Os desenvolvedores que avaliam a beta devem começar com tarefas delimitadas. Candidatos adequados incluem extração de páginas públicas, capturas de tela controladas, conversão de documentos e monitoramento de sites que possuem. Essas cargas de trabalho facilitam a medição de falhas e a verificação de resultados.

Devem manter o Chromium disponível durante os testes. Um design de dois mecanismos fornece uma linha de base e impede que as limitações do Kitesurf se tornem erros silenciosos nos dados. Os logs devem mostrar qual mecanismo concluiu cada tarefa e por que ocorreu qualquer fallback.

Os testes de segurança merecem o mesmo peso. As equipes devem expor agentes de teste a instruções hostis de páginas, redirecionamentos suspeitos, documentos excessivamente grandes e downloads inesperados. Devem confirmar que o isolamento do navegador, as permissões da aplicação e os controles de credenciais funcionam em conjunto.

Os trabalhadores do conhecimento experimentarão o Kitesurf indiretamente. Um agente de pesquisa pode reunir fontes mais rapidamente ou processar mais páginas dentro do mesmo orçamento de infraestrutura. O usuário ainda precisa de trilhas de evidência, porque custos menores de navegação não tornam as informações extraídas precisas.

As equipes que constroem fluxos de trabalho de pesquisa podem preservar o material de origem em uma base de conhecimento de engenharia pesquisável. Essa prática torna a saída do navegador auditável depois que um agente conclui sua tarefa.

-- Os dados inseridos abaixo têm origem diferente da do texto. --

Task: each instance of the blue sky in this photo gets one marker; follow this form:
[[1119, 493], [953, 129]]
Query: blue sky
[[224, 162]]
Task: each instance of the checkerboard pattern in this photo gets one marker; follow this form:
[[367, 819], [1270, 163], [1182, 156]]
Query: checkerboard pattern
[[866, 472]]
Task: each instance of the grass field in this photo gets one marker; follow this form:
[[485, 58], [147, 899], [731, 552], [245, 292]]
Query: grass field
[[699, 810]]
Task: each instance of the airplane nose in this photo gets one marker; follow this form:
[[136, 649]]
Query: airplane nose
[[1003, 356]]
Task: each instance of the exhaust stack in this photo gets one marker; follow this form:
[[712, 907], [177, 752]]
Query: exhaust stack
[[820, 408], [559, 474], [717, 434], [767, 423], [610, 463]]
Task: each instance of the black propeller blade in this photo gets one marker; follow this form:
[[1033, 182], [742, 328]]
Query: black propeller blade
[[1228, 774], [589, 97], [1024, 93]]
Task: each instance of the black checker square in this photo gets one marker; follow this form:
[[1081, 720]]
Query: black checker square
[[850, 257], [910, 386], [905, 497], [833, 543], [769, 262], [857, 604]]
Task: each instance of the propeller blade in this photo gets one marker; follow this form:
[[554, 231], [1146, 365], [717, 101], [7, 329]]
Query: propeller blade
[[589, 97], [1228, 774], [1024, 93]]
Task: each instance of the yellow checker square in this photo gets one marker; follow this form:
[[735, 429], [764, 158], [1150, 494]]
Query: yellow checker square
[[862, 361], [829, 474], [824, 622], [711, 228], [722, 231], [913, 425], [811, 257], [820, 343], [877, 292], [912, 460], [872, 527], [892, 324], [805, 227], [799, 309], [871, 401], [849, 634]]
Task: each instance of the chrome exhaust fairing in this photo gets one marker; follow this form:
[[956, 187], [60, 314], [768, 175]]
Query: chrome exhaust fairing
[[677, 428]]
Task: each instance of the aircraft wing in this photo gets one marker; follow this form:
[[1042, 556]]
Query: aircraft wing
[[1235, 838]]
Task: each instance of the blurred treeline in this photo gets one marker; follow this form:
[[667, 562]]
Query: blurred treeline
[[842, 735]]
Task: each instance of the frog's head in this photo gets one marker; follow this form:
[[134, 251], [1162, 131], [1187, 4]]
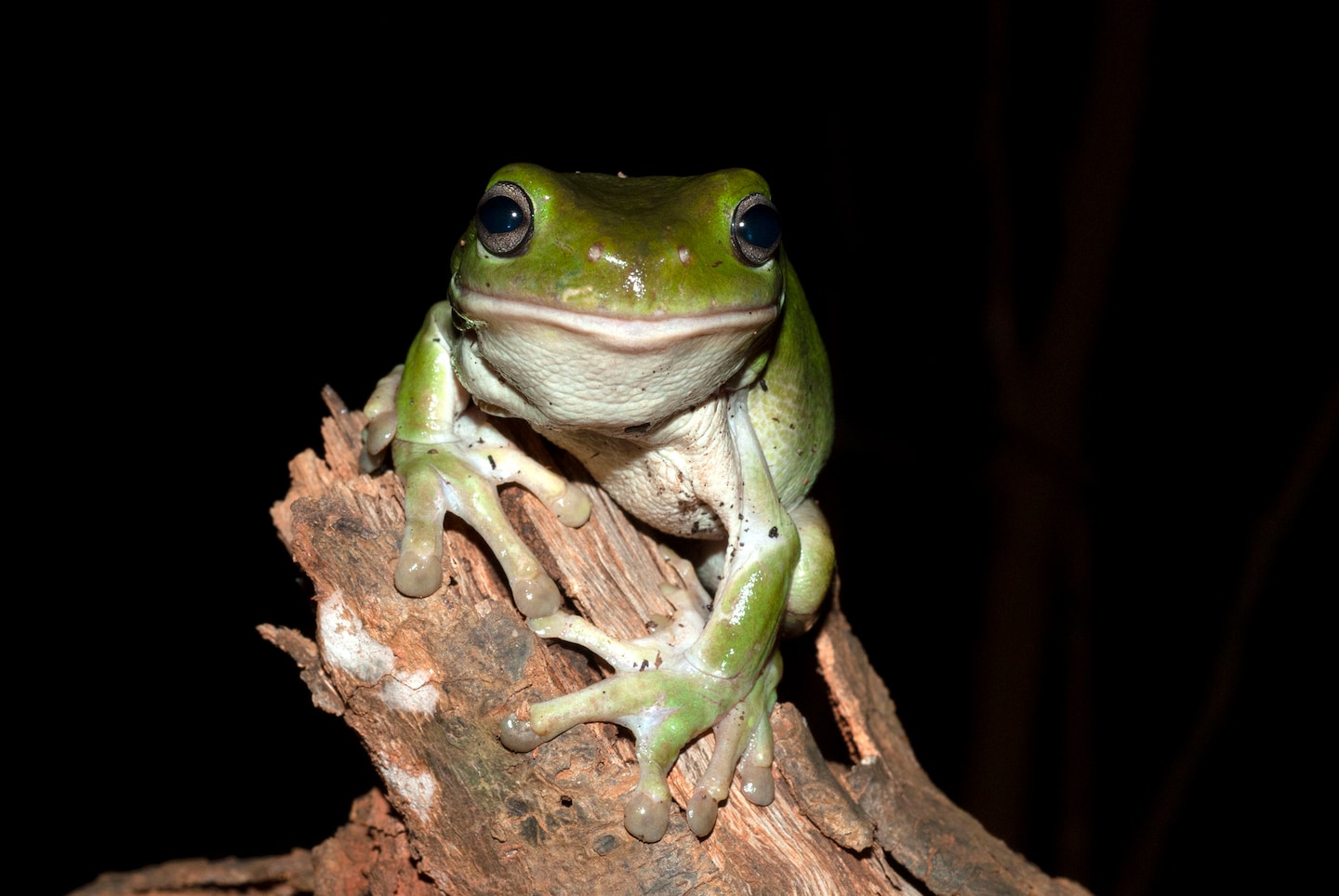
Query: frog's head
[[590, 300]]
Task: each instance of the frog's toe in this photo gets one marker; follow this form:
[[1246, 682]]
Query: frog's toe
[[418, 573], [758, 785], [647, 814], [536, 595], [517, 734]]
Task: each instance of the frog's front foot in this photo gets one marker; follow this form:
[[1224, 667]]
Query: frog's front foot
[[666, 708], [461, 477]]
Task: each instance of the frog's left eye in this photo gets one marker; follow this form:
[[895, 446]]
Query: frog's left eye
[[755, 230], [505, 218]]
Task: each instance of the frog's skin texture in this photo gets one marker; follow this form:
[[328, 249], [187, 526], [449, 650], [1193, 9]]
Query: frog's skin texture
[[654, 328]]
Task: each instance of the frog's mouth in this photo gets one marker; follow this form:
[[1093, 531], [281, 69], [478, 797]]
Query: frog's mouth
[[566, 368]]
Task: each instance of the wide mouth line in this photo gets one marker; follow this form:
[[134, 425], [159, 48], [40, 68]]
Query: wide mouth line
[[492, 311]]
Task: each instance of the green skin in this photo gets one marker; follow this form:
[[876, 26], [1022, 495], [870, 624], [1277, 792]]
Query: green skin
[[635, 331]]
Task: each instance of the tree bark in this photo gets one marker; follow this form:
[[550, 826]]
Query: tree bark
[[426, 682]]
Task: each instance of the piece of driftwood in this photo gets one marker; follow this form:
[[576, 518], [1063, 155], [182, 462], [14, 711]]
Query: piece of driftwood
[[426, 682]]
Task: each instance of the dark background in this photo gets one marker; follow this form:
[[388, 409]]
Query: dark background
[[1078, 349]]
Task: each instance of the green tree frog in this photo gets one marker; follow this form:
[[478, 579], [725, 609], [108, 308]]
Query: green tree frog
[[654, 328]]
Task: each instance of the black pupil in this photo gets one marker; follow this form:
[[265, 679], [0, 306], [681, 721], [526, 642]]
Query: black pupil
[[501, 215], [761, 227]]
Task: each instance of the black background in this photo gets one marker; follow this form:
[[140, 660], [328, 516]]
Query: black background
[[253, 221]]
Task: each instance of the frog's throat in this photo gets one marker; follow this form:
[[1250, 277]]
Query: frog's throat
[[633, 334], [565, 370]]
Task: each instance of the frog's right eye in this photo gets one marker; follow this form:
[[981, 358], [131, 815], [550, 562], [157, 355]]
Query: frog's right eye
[[505, 218]]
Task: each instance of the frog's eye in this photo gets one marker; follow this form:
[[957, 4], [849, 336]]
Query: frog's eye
[[505, 218], [755, 230]]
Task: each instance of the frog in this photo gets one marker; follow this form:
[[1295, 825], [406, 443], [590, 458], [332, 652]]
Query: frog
[[655, 330]]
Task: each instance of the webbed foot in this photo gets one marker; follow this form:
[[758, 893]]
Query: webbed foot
[[666, 708]]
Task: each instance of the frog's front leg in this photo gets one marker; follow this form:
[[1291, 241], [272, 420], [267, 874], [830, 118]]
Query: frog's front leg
[[723, 679], [452, 459]]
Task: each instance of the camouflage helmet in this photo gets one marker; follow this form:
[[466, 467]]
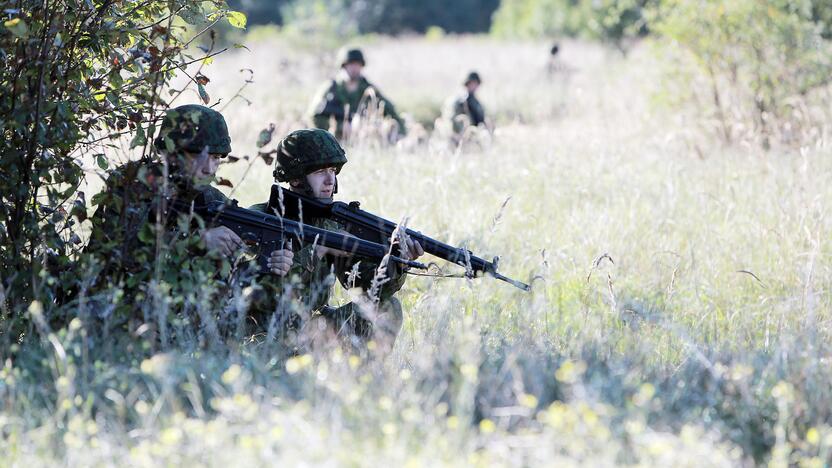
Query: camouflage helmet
[[193, 128], [472, 76], [346, 56], [304, 151]]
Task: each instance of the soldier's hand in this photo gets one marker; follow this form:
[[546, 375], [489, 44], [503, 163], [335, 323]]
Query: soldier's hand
[[222, 240], [280, 261]]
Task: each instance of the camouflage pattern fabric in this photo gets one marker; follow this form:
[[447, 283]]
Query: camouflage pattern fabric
[[464, 110], [307, 287], [305, 151], [334, 100]]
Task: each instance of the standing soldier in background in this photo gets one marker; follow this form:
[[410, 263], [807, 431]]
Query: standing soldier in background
[[295, 297], [350, 94], [124, 239], [464, 110]]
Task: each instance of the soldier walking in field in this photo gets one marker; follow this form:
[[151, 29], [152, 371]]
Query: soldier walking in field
[[343, 102], [309, 162]]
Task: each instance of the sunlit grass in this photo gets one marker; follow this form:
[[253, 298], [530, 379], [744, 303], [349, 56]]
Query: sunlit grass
[[671, 294]]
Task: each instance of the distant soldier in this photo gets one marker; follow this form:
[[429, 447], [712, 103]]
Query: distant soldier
[[192, 140], [554, 65], [297, 294], [464, 110], [349, 95]]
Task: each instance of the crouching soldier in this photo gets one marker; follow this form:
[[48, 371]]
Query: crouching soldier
[[309, 162], [125, 243]]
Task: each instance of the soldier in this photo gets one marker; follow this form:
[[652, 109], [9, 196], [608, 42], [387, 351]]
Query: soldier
[[192, 140], [348, 95], [309, 161], [464, 110]]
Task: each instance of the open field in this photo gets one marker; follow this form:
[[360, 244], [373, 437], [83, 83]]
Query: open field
[[680, 311]]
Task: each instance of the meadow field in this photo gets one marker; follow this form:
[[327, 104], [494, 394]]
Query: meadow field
[[680, 311]]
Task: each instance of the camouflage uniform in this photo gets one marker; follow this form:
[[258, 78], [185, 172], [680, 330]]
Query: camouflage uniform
[[335, 101], [464, 110], [307, 286], [123, 240]]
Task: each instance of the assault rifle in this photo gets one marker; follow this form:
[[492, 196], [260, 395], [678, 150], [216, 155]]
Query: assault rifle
[[379, 230], [269, 233]]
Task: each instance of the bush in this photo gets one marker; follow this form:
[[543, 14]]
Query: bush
[[76, 76], [614, 21]]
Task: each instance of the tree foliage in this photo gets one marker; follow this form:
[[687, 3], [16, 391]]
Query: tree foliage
[[77, 74], [763, 59]]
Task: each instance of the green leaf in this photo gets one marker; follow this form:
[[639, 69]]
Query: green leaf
[[237, 19], [18, 27], [203, 94], [140, 139]]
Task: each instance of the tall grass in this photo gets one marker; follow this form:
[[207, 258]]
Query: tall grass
[[680, 311]]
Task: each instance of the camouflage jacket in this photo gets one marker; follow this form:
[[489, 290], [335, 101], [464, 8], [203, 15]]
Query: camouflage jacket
[[464, 110], [122, 236], [311, 278], [335, 100]]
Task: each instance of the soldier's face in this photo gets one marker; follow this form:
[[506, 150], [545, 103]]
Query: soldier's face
[[322, 182], [202, 167], [353, 70]]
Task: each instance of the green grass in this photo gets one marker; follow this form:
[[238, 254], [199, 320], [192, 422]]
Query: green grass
[[671, 353]]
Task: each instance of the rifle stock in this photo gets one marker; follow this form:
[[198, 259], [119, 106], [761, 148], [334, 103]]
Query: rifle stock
[[379, 230]]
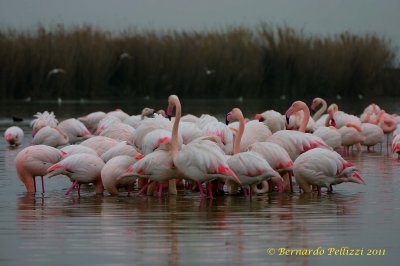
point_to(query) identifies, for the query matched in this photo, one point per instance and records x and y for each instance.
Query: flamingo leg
(71, 187)
(201, 189)
(42, 184)
(160, 185)
(143, 188)
(34, 182)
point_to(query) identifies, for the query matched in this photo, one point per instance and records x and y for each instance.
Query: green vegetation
(263, 62)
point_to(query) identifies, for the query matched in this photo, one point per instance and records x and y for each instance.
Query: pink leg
(160, 185)
(209, 189)
(71, 187)
(201, 189)
(42, 184)
(143, 188)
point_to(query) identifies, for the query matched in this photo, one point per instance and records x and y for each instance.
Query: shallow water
(54, 229)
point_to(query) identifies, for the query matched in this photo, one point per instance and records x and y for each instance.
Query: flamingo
(119, 131)
(41, 120)
(396, 145)
(323, 168)
(14, 135)
(75, 149)
(200, 160)
(118, 113)
(100, 144)
(254, 131)
(373, 135)
(278, 158)
(92, 120)
(351, 135)
(300, 115)
(121, 148)
(81, 169)
(249, 167)
(74, 129)
(273, 119)
(34, 161)
(50, 136)
(316, 102)
(113, 173)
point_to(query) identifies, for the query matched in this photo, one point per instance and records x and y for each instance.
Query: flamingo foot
(71, 187)
(143, 188)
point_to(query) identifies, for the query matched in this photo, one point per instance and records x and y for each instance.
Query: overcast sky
(313, 16)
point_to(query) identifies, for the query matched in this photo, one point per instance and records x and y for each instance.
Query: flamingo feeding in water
(34, 161)
(323, 168)
(200, 160)
(249, 166)
(14, 135)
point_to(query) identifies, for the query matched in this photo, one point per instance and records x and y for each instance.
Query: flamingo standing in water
(249, 166)
(113, 174)
(34, 161)
(14, 135)
(81, 169)
(323, 168)
(200, 160)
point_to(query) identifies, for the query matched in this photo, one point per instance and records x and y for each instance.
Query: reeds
(232, 62)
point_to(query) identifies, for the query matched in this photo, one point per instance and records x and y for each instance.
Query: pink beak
(356, 178)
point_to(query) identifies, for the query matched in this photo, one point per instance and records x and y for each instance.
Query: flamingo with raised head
(81, 169)
(50, 136)
(323, 168)
(249, 166)
(113, 174)
(34, 161)
(200, 160)
(14, 135)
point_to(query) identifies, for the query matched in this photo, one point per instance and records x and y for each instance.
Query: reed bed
(266, 61)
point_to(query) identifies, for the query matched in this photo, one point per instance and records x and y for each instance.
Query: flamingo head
(8, 136)
(351, 174)
(228, 118)
(56, 169)
(259, 117)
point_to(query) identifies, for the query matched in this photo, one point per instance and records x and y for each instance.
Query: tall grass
(263, 62)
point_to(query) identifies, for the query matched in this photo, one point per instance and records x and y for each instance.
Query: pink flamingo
(92, 120)
(121, 148)
(74, 129)
(278, 158)
(273, 119)
(113, 174)
(351, 135)
(34, 161)
(373, 135)
(323, 168)
(249, 166)
(81, 169)
(254, 131)
(43, 119)
(14, 135)
(100, 144)
(396, 145)
(50, 136)
(315, 103)
(200, 160)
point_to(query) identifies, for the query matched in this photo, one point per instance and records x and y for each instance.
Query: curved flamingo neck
(178, 113)
(238, 115)
(320, 110)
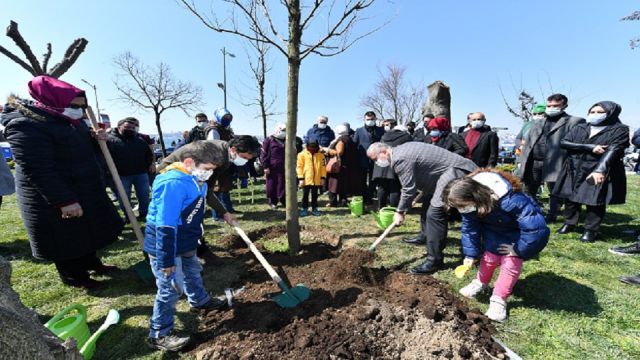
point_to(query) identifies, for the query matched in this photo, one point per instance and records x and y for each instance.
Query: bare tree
(634, 43)
(32, 65)
(154, 88)
(260, 66)
(393, 97)
(255, 20)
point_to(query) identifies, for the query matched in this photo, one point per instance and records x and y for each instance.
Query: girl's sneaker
(473, 289)
(497, 309)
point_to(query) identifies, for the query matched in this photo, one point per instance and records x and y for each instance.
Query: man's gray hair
(375, 148)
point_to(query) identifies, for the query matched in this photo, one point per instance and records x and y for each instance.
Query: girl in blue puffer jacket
(501, 226)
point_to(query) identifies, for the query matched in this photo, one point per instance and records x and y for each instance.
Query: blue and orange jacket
(516, 219)
(176, 213)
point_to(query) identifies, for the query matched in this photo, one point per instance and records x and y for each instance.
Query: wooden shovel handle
(116, 180)
(274, 275)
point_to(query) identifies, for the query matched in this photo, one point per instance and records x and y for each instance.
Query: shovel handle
(274, 275)
(381, 237)
(116, 180)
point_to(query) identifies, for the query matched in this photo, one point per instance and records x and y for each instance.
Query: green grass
(566, 305)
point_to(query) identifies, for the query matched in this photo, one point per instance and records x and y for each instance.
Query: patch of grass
(568, 304)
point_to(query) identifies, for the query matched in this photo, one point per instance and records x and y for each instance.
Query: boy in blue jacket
(174, 226)
(501, 226)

O relatório do techcrunch cloudflare aponta, em última análise, para uma mudança pragmática. Os agentes de IA nem sempre precisam do navegador que as pessoas usam. Eles precisam do menor navegador capaz de concluir a tarefa atribuída com segurança e de forma verificável.

Agora, a Kitesurf precisa provar onde está esse limite. Os desenvolvedores devem testar um fluxo de trabalho repetível, compará-lo com o Chromium e publicar tanto as falhas quanto as economias. Esses resultados determinarão se os navegadores voltados primeiro para agentes se tornarão uma categoria duradoura de infraestrutura.